Asked about the main concern these companies face, 60 per cent of the SMEs surveyed said maintaining and growing their business was their top issue, according to Mastercard.

More than half the businesses said private sector partnerships (57 per cent) and government-led initiatives (53 per cent) have the biggest potential to positively impact SMEs and the wider UAE market.

“Access, whether it is to growth, stability and financial support, stands out as the top concern that SMEs in the UAE face today," Mr Nanda said. "The fundamental benefit of a digital economy is that it eases access across these barriers."

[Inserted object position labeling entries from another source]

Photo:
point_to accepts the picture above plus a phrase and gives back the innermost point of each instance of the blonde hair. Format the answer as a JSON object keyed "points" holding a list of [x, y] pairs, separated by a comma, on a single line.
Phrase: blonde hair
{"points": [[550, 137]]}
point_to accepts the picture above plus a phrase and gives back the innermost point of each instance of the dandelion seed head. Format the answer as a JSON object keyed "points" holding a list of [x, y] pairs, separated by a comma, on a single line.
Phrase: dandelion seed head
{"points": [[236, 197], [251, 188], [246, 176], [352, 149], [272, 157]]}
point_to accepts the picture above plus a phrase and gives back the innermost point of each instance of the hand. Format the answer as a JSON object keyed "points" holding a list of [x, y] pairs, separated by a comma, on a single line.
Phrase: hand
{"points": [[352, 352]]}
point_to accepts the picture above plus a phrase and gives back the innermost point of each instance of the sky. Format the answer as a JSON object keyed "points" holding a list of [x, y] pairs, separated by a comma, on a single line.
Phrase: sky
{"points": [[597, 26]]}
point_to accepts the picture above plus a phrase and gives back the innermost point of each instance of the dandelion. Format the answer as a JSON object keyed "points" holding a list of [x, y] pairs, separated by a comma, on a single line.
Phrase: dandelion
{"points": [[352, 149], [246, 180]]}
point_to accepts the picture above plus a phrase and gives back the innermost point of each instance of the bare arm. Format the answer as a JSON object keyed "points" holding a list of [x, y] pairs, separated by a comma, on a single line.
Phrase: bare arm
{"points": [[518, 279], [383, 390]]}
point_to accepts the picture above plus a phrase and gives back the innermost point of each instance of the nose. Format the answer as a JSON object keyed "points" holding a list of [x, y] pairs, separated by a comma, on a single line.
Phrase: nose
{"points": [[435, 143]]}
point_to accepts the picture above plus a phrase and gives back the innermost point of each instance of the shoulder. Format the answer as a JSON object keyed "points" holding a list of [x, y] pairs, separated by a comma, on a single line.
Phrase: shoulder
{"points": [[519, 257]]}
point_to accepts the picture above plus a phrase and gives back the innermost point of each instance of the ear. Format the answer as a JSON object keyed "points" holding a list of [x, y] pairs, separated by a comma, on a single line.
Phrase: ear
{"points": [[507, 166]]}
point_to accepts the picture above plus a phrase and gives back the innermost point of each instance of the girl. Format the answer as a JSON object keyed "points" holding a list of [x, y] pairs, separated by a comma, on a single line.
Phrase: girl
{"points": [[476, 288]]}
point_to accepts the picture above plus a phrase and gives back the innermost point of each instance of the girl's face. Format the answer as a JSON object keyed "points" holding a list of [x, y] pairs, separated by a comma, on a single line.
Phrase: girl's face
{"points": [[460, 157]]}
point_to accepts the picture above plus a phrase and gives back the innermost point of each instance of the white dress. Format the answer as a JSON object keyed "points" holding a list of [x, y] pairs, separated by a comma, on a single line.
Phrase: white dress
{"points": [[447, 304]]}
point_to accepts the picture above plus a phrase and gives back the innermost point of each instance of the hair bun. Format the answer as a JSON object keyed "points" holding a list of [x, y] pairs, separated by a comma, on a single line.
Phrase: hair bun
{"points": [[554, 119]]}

The ability to sell online, acquire a larger customer base through e-commerce, or enable instant access to apply for or extend credit lines through digital banking, are some of the ways that the digital economy works for various businesses, he added.

The Covid-19 pandemic has accelerated a consumer shift to online shopping and food deliveries in the Middle East amid movement restrictions to curb the spread of the virus.

As consumer trends change in a post-pandemic world, businesses will have to adapt and prepare for the future, Mastercard said in its report.

Mastercard’s Economic Outlook 2021 estimated that 20 to 30 per cent of the pandemic-related surge in e-commerce would be a permanent trend in the share of overall retail spending globally.

Recent Mastercard studies also showed that 73 per cent of UAE consumers are shopping more online than they did since the start of the pandemic and 97 per cent of UAE shoppers would consider making a purchase with an emerging payment technology over the next year.